I'm designing an accelerator for image processing and use lots of DSPs and run into problems regarding the automatic register packing. I have a control module running at 125 MHz which acts as a register map accessible by an Avalon interconnect, and this module outputs registered control signals (image width, image height, parameters, ...) to a higher speed processing core (running at 200 MHz). There is a single-bit signal called "req" which is set to '1' and synchronized from 125 MHz to 200 MHz with a three-register synchronizer. The processing core waits for a rising edge on this "req" signal and latches the control signals to its own registers - after that the processing core uses these signals to run the operation. A synchronized "ack" signal is used to signalize that the processing core has finished processing.

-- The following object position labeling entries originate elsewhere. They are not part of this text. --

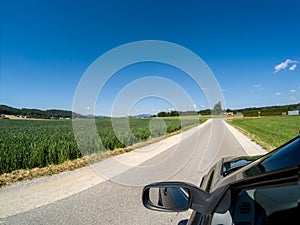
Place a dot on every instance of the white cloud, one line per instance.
(257, 85)
(293, 67)
(285, 64)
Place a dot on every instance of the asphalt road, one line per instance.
(110, 192)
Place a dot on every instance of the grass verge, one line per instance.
(269, 132)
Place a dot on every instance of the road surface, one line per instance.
(109, 192)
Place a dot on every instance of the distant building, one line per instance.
(294, 112)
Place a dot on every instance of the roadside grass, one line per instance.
(269, 132)
(69, 165)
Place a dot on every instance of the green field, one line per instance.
(270, 132)
(26, 144)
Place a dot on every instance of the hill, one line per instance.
(37, 113)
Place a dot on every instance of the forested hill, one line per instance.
(37, 113)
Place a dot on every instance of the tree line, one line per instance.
(37, 113)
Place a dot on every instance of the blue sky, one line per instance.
(252, 48)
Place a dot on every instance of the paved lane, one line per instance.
(118, 200)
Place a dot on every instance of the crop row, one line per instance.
(26, 144)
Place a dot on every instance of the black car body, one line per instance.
(242, 191)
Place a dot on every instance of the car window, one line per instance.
(262, 206)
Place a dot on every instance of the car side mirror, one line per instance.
(179, 196)
(172, 196)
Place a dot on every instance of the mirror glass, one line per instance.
(170, 198)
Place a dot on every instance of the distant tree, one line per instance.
(217, 109)
(174, 113)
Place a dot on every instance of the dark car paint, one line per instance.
(276, 166)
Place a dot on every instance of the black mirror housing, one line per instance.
(180, 196)
(172, 196)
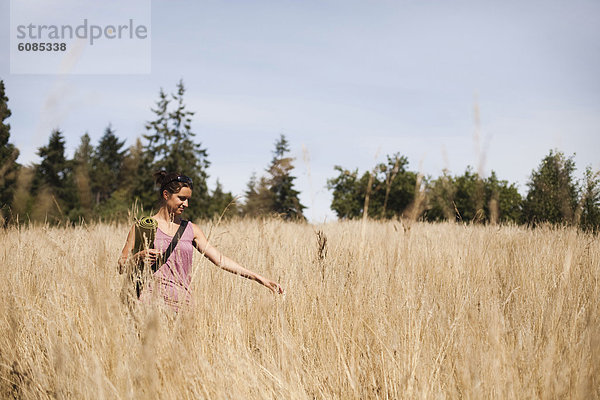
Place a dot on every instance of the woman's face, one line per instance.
(177, 202)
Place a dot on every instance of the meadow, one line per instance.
(384, 310)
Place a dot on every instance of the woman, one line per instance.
(173, 278)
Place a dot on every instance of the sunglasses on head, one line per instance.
(182, 179)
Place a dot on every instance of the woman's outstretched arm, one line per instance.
(226, 263)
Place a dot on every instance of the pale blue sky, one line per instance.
(351, 81)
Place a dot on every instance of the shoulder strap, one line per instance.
(171, 247)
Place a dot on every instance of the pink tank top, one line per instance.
(173, 278)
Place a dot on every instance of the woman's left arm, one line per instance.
(226, 263)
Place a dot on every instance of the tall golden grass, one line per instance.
(415, 311)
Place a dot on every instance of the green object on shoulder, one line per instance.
(145, 232)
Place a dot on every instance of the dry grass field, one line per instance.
(394, 311)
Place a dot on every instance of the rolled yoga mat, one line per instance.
(145, 232)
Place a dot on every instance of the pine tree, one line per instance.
(82, 161)
(222, 203)
(552, 195)
(590, 201)
(107, 162)
(259, 199)
(281, 183)
(171, 147)
(8, 156)
(53, 184)
(138, 165)
(391, 190)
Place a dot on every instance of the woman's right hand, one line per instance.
(148, 256)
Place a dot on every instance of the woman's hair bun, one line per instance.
(159, 177)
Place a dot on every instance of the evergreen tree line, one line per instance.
(102, 181)
(391, 190)
(108, 180)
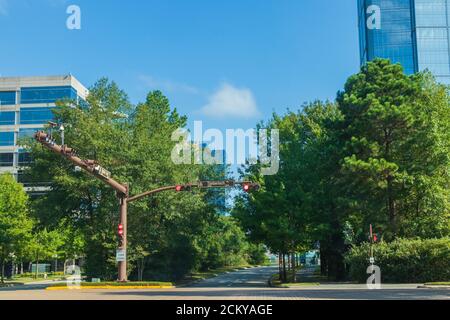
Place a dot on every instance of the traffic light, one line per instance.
(90, 162)
(230, 183)
(180, 188)
(68, 151)
(247, 186)
(41, 136)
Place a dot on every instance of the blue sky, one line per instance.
(229, 63)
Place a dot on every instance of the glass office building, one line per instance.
(26, 105)
(414, 33)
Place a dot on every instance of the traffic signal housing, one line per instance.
(181, 188)
(248, 186)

All control signals are constraint as false paths, and combined with the three-register synchronizer delay the design works perfectly fine. My current problem is that I'm directly using some control signals in arithmetic operations which are mapped to DSPs. Unfortunately Quartus doesn't want to pack pipelining registers into the DSPs, even when implementing two further pipeline registers explicitely.

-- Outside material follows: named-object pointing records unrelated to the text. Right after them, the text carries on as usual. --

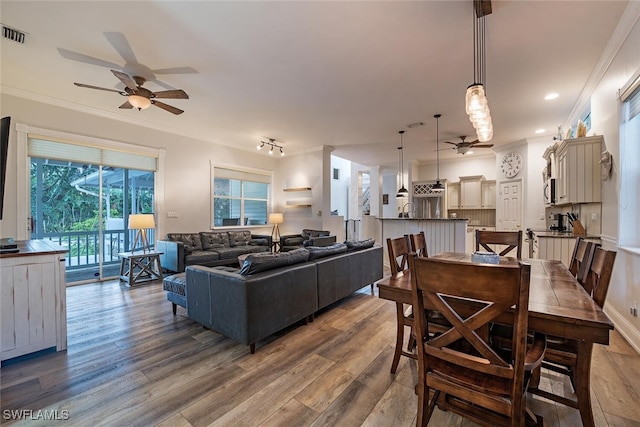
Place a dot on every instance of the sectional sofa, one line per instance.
(209, 248)
(273, 291)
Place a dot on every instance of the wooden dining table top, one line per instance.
(558, 304)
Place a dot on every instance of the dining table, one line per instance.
(558, 306)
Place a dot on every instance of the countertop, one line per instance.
(425, 219)
(562, 235)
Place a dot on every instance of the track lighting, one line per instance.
(271, 143)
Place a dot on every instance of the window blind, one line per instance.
(49, 148)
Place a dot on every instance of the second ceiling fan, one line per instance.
(463, 147)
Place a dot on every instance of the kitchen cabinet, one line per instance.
(488, 194)
(470, 192)
(453, 195)
(33, 303)
(578, 167)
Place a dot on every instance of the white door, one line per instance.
(510, 209)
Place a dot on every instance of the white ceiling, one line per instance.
(348, 74)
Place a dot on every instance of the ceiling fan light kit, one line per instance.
(476, 104)
(402, 192)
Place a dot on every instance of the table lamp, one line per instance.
(275, 219)
(141, 222)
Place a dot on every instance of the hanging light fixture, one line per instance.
(437, 187)
(402, 192)
(476, 104)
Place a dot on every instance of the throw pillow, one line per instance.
(355, 245)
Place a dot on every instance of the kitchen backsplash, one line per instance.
(486, 217)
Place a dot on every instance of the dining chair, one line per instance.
(419, 244)
(581, 258)
(466, 374)
(398, 251)
(561, 354)
(512, 239)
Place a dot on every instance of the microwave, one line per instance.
(549, 191)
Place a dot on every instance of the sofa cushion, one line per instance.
(191, 241)
(316, 252)
(239, 238)
(214, 239)
(201, 257)
(256, 263)
(307, 233)
(355, 245)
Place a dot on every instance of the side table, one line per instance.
(138, 267)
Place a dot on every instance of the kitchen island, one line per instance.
(442, 234)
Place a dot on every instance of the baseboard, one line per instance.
(626, 329)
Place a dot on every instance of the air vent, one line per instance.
(13, 34)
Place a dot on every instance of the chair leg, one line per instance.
(399, 336)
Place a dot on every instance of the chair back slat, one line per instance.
(419, 244)
(511, 239)
(598, 276)
(398, 250)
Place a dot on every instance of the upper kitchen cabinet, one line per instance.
(578, 166)
(488, 194)
(470, 192)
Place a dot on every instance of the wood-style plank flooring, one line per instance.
(130, 362)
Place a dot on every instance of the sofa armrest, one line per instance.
(172, 258)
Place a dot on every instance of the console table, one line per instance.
(139, 267)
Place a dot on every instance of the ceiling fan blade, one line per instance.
(80, 57)
(175, 94)
(101, 88)
(176, 70)
(124, 78)
(166, 107)
(121, 45)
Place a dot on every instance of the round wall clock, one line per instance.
(511, 164)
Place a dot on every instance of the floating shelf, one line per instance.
(297, 189)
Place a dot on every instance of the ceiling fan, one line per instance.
(463, 146)
(140, 97)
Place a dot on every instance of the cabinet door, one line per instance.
(453, 196)
(470, 194)
(488, 196)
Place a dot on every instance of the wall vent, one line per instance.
(13, 34)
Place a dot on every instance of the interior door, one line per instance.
(510, 208)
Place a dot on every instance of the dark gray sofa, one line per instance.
(251, 306)
(209, 248)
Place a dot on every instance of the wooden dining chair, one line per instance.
(419, 244)
(466, 374)
(561, 355)
(398, 251)
(511, 239)
(581, 258)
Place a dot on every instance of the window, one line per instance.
(629, 167)
(240, 198)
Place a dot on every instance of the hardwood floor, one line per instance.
(131, 362)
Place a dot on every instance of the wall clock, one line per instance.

Are there any best practices / examples regarding a correct synchronization of multi-bit data for Intel/Altera FPGAs? I was looking into some papers (see http://webee.technion.ac.il/~ran/papers/Sync_Errors_Feb03.pdf) and I kinda think that my synchronizer looks a bit like the Push synchronizer logic (see Figure 3).
To better understand the problem that you are facing, may I know what devices you are using, what is the DSP operation mode and what control signals that you try to access from the DSP block? It will be great if you can attach a simple design here which can show the problem where the Quartus doesn't pack pipelining registers into DSP block.